En raison du vieillissement de la population, les entreprises canadiennes devront s’habituer à souffrir d’un manque de personnel, préviennent des experts.
Le manque de personnel avait été attribué en grande partie à la COVID-19 depuis le début de la pandémie. Pour les experts, le coronavirus n’est pourtant qu’un des facteurs expliquant les pénuries de main-d’œuvre.
Les problèmes de main-d’œuvre qui causent des maux de tête aux entreprises canadiennes prennent véritablement racine dans le vieillissement de la population.
« Quand je me promène dans l’usine et sur les chantiers, je peux constater ce phénomène démographique, constate Dan Gallagher, le PDG de Milkisew Group, à Fort McMurray, en Alberta. Le ratio des apprentis par rapport aux plus vieux travailleurs est si bas qu’on ne dispose plus de réserve pour compenser les départs. »
Les experts préviennent depuis plusieurs années des départs massifs de baby-boomers du marché du travail. La génération des Canadiens nés de 1946 à 1964, est de loin la plus importante au pays, mais elle vieillit.
La force de travail suit une pente descendante depuis 2000, mais la tendance s’est amplifiée au cours des dernières années. La « vague grise » pointait déjà à l’horizon, mais elle vient d’atteindre le rivage.
Selon Statistiques Canada, plus de 1,4 million de Canadiens ont atteint l’âge de 55 ans de 2016 à 2021. L’an dernier, un travailleur sur cinq était âgé de 55 à 64 ans, un sommet depuis le début des recensements.
« C’est comme un camion qui apparaît dans votre rétroviseur. Il est là et semble s’avancer lentement. On ne le remarque plus, et le voilà tout à coup dans votre sillage », compare Mike Holden, un économiste principal au Conseil albertain des affaires.
L’arrivée de la « vague grise » survient au moment où les entreprises de toutes les tailles et de tous les secteurs se plaignent du manque de main d’œuvre dans toutes les provinces. On comptait un million de postes vacants au pays au deuxième trimestre de 2022, un sommet.
La pandémie de COVID-19 n’a pas contribué à régler la situation, loin de là.
Mais le taux d’activité est légèrement inférieur à celui enregistré avant le début de la pandémie. En réalité, les jeunes Canadiens et ceux d’âge mûr sont revenus sur le marché du travail à un niveau comparable à celui de 2019, selon un rapport de la Banque Scotia.
Ce même rapport souligne que la cause du déclin du taux de participation au marché du travail est essentiellement attribuable aux Canadiens âgés de 60 ans et plus qui quittent le marché du travail. En même temps, les auteurs écrivaient que « les Canadiens plus âgés constituent une pépinière de travailleurs critiquement sous-utilisés et oubliés ».
« La chose la plus importante que l’on oublie, ce sont les conséquences de ces défis », affirme Patrick Gill, directeur principal du Laboratoire de données sur les entreprises de la Chambre du commerce du Canada.
Il souligne que plus d’une entreprise sur trois (36 %) a rapporté des problèmes de manque de main-d’œuvre. Ce pourcentage grimpe à environ 45 % dans les secteurs de l’industrie manufacturière et de la construction et à 58 % dans le secteur de l’alimentation.
« Cela signifie que tous ont des horaires plus longs, ce qui affecte la qualité de vie. Cela entraîne aussi un ralentissement de la croissance et contribue aux retards dans la chaîne d’approvisionnement », avance M. Gill.
Parmi les solutions avancées figure le recours à l’immigration.
Mais l’arrivée d’un grand nombre d’immigrants ne pourra freiner la vague, soutient Rafael Gomez, directeur du Centre des relations industrielles et des ressources humaines de l’Université de Toronto.

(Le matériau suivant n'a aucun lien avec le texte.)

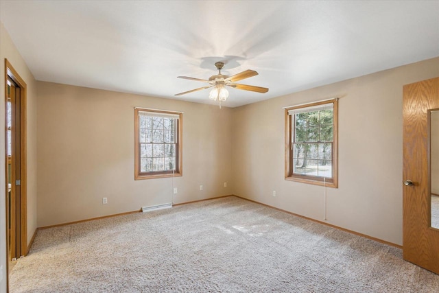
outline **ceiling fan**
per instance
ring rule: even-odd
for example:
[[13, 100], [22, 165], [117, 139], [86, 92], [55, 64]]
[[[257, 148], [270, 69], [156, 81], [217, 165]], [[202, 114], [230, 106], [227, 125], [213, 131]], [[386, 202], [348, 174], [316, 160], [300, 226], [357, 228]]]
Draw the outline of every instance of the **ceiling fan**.
[[[224, 67], [224, 63], [222, 62], [217, 62], [215, 63], [215, 67], [218, 69], [218, 74], [212, 75], [209, 78], [209, 80], [202, 80], [200, 78], [189, 78], [188, 76], [178, 76], [178, 78], [184, 78], [190, 80], [196, 80], [198, 82], [206, 82], [209, 84], [198, 89], [195, 89], [191, 91], [185, 91], [183, 93], [177, 93], [175, 95], [182, 95], [187, 93], [193, 93], [197, 91], [201, 91], [205, 89], [213, 87], [213, 89], [209, 94], [209, 99], [216, 101], [218, 99], [220, 102], [226, 101], [228, 97], [228, 91], [226, 89], [226, 86], [230, 86], [237, 89], [243, 89], [244, 91], [255, 91], [257, 93], [267, 93], [268, 89], [261, 86], [249, 86], [247, 84], [236, 84], [235, 82], [242, 80], [245, 78], [251, 78], [252, 76], [257, 75], [258, 73], [254, 70], [246, 70], [239, 73], [237, 73], [232, 76], [224, 75], [221, 74], [221, 69]], [[221, 106], [221, 104], [220, 104]]]

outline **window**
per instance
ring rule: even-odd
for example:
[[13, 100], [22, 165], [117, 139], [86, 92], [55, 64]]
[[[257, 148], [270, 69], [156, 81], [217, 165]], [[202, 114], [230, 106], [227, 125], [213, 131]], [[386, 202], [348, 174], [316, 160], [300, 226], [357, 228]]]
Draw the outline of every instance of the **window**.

Les derniers baby-boomers auront 65 ans en 2030. À ce moment-là, les Canadiens âgés de 15 à 64 ans ne représenteront qu’une plus petite partie de la population du pays.
« Ça va nous nuire, ajoute M. Gomez. Les tendances démographiques ne sont pas faciles à changer à court terme. En réalité, il est vrai que nous constatons ce déclin [de la force de travail] depuis 20 ans. »
M.Gomez dit que les problèmes des entreprises pour pourvoir tous les postes vacants ne disparaîtront pas du jour au lendemain.
« C’est la nouvelle normalité. Et si l’économie s’écrase, cela ne permettra pas d’améliorer les conditions de travail », prévient-il.